Effective models and extension of torsors over a discrete valuation ring of unequal characteristic

TL;DR

This paper studies the extension of torsors over discrete valuation rings of unequal characteristic, providing criteria and explicit calculations for when torsors extend and describing their effective models.

Contribution

It introduces invariants to determine torsor extendability over such rings and explicitly computes the effective model of the group action.

Findings

Criteria for torsor extension when G=Z/p^n Z, n<3, under certain conditions.

Explicit calculation of the effective model of G's action on the torsor.
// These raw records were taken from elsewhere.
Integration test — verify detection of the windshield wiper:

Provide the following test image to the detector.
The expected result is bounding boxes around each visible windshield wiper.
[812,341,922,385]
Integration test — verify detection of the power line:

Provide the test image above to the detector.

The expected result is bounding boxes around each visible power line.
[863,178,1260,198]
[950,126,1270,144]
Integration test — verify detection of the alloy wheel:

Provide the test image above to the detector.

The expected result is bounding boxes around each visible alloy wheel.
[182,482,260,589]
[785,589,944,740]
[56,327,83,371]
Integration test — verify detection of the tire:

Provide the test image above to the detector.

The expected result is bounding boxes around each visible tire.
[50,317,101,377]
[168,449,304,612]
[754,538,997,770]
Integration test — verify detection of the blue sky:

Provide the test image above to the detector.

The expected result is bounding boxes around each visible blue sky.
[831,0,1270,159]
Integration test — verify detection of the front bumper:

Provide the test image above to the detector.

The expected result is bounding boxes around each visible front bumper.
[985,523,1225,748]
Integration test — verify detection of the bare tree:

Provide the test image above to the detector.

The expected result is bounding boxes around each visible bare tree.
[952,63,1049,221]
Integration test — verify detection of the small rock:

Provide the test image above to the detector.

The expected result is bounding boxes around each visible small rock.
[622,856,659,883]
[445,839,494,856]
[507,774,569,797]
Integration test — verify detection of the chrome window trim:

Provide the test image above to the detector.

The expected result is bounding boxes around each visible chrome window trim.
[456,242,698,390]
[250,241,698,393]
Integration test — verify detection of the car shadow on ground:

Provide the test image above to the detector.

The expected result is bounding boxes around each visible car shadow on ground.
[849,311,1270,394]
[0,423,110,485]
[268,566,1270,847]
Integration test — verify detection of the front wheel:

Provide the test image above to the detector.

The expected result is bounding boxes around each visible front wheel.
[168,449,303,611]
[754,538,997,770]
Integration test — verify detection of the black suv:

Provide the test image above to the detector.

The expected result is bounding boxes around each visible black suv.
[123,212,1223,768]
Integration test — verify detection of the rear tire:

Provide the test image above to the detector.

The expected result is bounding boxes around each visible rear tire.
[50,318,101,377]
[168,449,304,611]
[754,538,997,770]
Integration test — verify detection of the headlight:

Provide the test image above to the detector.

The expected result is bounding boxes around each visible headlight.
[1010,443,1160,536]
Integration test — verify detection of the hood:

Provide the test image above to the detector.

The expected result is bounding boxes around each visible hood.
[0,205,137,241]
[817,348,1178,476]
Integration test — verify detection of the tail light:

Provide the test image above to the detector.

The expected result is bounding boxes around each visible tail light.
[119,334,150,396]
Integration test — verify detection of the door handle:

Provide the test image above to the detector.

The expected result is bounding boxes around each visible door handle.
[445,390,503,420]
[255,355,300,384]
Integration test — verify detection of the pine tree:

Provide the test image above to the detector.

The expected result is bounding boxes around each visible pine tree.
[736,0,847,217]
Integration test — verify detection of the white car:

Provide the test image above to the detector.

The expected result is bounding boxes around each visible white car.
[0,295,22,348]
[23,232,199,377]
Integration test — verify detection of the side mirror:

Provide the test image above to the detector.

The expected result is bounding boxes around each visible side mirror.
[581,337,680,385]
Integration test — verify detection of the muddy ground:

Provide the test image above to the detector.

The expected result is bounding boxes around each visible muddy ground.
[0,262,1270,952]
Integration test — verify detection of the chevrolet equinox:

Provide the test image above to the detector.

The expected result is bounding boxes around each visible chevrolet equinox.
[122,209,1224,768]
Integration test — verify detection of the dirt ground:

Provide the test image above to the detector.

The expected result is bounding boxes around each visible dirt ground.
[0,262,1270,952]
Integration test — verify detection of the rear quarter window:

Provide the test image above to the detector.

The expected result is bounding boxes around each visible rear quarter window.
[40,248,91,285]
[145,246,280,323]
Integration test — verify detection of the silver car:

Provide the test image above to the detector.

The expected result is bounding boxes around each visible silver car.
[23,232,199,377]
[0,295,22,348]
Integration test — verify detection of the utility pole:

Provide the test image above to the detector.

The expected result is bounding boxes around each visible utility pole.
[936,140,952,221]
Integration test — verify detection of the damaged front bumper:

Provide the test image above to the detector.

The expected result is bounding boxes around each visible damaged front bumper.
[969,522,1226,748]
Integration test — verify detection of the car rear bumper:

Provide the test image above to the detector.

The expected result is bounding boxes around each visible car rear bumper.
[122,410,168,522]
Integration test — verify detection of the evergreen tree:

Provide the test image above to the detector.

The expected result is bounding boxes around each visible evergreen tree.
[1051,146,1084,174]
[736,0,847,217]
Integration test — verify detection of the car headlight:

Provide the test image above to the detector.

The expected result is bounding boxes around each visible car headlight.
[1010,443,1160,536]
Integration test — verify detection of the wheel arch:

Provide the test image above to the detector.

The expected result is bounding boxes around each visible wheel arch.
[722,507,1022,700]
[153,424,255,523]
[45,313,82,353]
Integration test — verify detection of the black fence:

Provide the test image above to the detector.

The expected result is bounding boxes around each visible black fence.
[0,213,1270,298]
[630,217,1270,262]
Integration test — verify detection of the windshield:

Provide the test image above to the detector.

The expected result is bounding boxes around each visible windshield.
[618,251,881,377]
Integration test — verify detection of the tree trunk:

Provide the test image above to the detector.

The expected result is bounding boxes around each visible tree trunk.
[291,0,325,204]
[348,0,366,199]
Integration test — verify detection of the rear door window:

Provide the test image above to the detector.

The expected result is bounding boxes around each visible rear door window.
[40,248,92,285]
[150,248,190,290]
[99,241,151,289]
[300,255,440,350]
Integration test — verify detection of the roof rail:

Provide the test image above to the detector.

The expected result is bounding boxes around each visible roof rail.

Conditions under which the torsor structure extends from generic fiber to the whole scheme.

Abstract

Let R be a discrete valuation ring of unequal characteristic with fraction field K which contains a primitive p^2-th root of unity. Let X be a faithfully flat R-scheme and G be a finite abstract group. Let us consider a G-torsor Y_K\to X_K and let Y be the normalization of X_K in Y. If G=Z/p^n Z, n<3, under some hypothesis on X, we attach some invariants to Y_K \to X_K. If p>2, we determine, through these invariants, when Y\to X has a structure of torsor which extends that of Y_K\to X_K. Moreover we explicitly calculate the effective model (defined by Romagny) of the action of G on Y.